Former b-movie auteur Herman Yau (“Ebola Syndrome,” “Troublesome Night”) has successfully re-invigorated his career as of late, refashioning himself as a director of action-packed historical dramas. His 2010 film “The Legend is Born – Ip Man,” an unofficial “Ip Man” prequel of sorts, could have easily been a tasteless cash-in but the movie ended up entertaining more than it had any right to. Yau follows closely on the heels of that effort with another biopicture, this time turning his attention to the Chinese feminist revolutionary Qiu Jin.
“Woman Knight of Mirror Lake” is an even more successful effort than “The Legend is Born,” as Yau manages to play to his strengths as a filmmaker. Sure, he’s no Wilson Yip, but he knows how to avoid the trappings of many other Chinese historical pictures, which sometimes fail to capture the attention of Western audiences unfamiliar with the surrounding events. Yau keeps his film grounded by focusing on relatable human characters and vintage Hong Kong action.
Herman Yau may play fast and loose with historical fact but it’s clear his intention is to make a movie, not a documentary. Unlike Jackie Chan’s “1911,” with assailed the viewer with countless dates and names throughout its entire runtime, “Woman Knight” takes a look at a related moment in Chinese history – events leading up to the fall of the Qing Dynasty – but maintains a laser focus on the character of Qiu Jin. Actress Huang Yi does an admirable job bringing this woman to life. What’s most interesting about Qiu Jin is her contrast as both a warrior and a poet, as well as her progressive feminist beliefs. Qiu Jin may have been more of an admirer of martial arts than a practitioner, but for the sake of the film – and the audience’s entertainment – Jin is fashioned onscreen as fierce fighter.

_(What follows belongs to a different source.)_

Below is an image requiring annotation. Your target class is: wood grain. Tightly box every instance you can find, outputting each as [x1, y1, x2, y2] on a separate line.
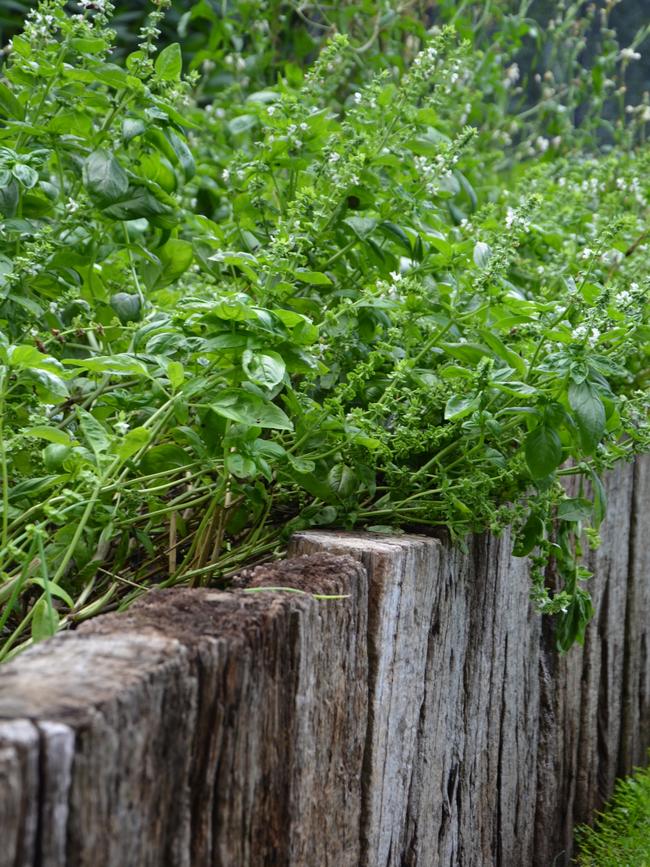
[0, 458, 650, 867]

At nearly two hours, the film suffers from some uneven pacing – there’s a long stretch without much action as Qiu Jin moves to Japan to study, while the third act is almost overstuffed with fighting as the film depicts the uprising in Anqing. The uprising, while exhilarating to watch, leaves our main character of Qiu Jin entirely off camera for a long stretch of time. The good news is that Dennis To, who was merely adequate as Yip Man in “The Legend is Born,” steps up as a force to be reckoned with in “Woman Knight of Mirror Lake” and carries the third act. In fact, I was more impressed by Dennis’ martial arts moves and screen presence during the ending of “Woman Knight” than I was during the entirety of “The Legend is Born“; I now find myself expecting great things from this actor’s future.
There’s admittedly a certain level of fatigue setting in with the nonstop stream of nationalistic pictures coming out of China lately. “Woman Knight of Mirror Lake” doesn’t exactly erase that feeling but it’s still one of the better examples of the genre and a refreshing change of pace, suffused as it is with almost wuxia-like action. The film is also carried by an able supporting cast, including Milkyway veteran Lam Suet and Anthony Wong, the latter delivering one of his most restrained and on-point performances in some time. Meanwhile, the intense martial arts sequences choreographed by Tony Leung Siu-Hung (“Blood Moon,” “Ip Man“) serve as a nice throwback to classic 90’s Hong Kong cinema.
Herman Yau continues to grow more respectable with each film he makes. Who knows? In a couple of years he might be rubbing elbows with likes of Wilson Yip and Dante Lam.